Lucifer's Screwdriver Logo

Lucifer's Screwdriver is a project created for the NASA Space Apps 2016 challenge: "Near Earth Objects Machine Learning". It was the winner of the "Galactic Problem-Solver" award, at the event hosted by the Rochester Institute of Technology.

This is a proof-of-concept for using machine learning to identify Potentially Hazardous Asteroids (PHA). The standard definition of a PHA is an asteroid whose closest approach to Earth is below a threshold, and whose brightness is over a threshold. We use an existing tool to compute the distance of closest approach from orbital parameters reported by the Minor Planet Center, and then train a supervised classifier to identify the PHAs.

Youtube Video

NASA Space Apps 2016

Installing

To run the code, download the source code from this repository using your method of choice. It was developed using Python 3.5, so while other versions may still work, they remain untested. Enter the directory containing the source code, and run

$ python setup.py install

You may need to do this as a root user, depending on your system settings.

This should pull in the required dependencies (numpy>=1.10.0 and scikit-learn>0.17.1).

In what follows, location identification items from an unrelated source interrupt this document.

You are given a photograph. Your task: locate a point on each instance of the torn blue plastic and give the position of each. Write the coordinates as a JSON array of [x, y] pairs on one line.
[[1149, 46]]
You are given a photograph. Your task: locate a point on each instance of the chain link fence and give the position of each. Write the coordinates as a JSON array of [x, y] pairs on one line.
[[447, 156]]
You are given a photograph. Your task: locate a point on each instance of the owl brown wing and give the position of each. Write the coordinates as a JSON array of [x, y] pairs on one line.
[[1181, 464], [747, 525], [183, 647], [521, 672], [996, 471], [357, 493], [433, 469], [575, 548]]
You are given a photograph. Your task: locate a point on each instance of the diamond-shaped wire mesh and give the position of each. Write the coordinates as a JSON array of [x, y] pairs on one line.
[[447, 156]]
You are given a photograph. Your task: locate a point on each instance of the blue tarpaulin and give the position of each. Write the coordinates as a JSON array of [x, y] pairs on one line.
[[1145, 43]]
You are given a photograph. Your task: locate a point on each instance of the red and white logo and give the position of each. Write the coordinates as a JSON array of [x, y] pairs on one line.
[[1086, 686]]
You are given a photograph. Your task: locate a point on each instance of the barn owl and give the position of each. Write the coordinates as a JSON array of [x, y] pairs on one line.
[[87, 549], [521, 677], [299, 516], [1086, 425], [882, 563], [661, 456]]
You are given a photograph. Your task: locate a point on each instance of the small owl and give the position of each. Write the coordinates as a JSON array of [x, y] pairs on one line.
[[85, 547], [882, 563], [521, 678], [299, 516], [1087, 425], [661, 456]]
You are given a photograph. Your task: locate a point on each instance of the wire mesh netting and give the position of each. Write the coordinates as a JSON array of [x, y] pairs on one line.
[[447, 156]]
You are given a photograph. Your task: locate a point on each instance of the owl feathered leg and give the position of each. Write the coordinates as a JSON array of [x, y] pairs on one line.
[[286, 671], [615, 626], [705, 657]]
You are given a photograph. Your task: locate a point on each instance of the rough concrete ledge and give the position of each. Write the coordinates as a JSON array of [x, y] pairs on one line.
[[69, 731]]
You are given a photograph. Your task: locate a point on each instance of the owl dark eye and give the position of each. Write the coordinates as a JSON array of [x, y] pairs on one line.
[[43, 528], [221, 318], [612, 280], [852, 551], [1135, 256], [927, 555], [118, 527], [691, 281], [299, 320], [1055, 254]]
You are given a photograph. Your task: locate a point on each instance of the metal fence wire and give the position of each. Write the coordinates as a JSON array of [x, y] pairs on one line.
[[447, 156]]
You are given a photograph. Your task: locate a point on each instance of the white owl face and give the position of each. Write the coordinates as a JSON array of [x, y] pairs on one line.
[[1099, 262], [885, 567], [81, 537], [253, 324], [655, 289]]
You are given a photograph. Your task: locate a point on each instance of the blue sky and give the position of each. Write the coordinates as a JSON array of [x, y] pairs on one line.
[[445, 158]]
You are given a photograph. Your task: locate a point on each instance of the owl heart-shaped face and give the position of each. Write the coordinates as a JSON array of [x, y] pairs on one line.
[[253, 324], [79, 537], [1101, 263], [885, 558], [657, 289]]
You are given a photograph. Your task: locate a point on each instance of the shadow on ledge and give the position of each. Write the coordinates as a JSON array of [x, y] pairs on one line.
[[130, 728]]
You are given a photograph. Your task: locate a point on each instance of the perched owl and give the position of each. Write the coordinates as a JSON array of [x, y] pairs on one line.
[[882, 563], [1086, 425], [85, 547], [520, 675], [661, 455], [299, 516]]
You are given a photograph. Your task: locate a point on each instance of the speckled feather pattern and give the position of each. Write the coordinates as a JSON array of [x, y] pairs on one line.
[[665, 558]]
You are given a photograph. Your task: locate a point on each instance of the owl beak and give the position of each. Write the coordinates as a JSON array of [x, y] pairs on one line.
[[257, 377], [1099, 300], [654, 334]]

You can then run the program with

$ lucifers-screwdriver --help

Data

Data in the MPCORB format are taken from the Minor Planet Center's website (download link for latest complete data set (large file)).

Minimum Orbit Intersection Distance (MOID) Simulations

We use existing software written by Giovanni Federico Gronchi, which takes orbital parameters, and computes critical points in the orbits. It takes the orbital parameters:

  1. perihelion distance (AU)
  2. eccentricity
  3. inclination (J2000 degrees)
  4. longitude of ascending node (J2000 degrees)
  5. argument of periapsis (J2000 degrees)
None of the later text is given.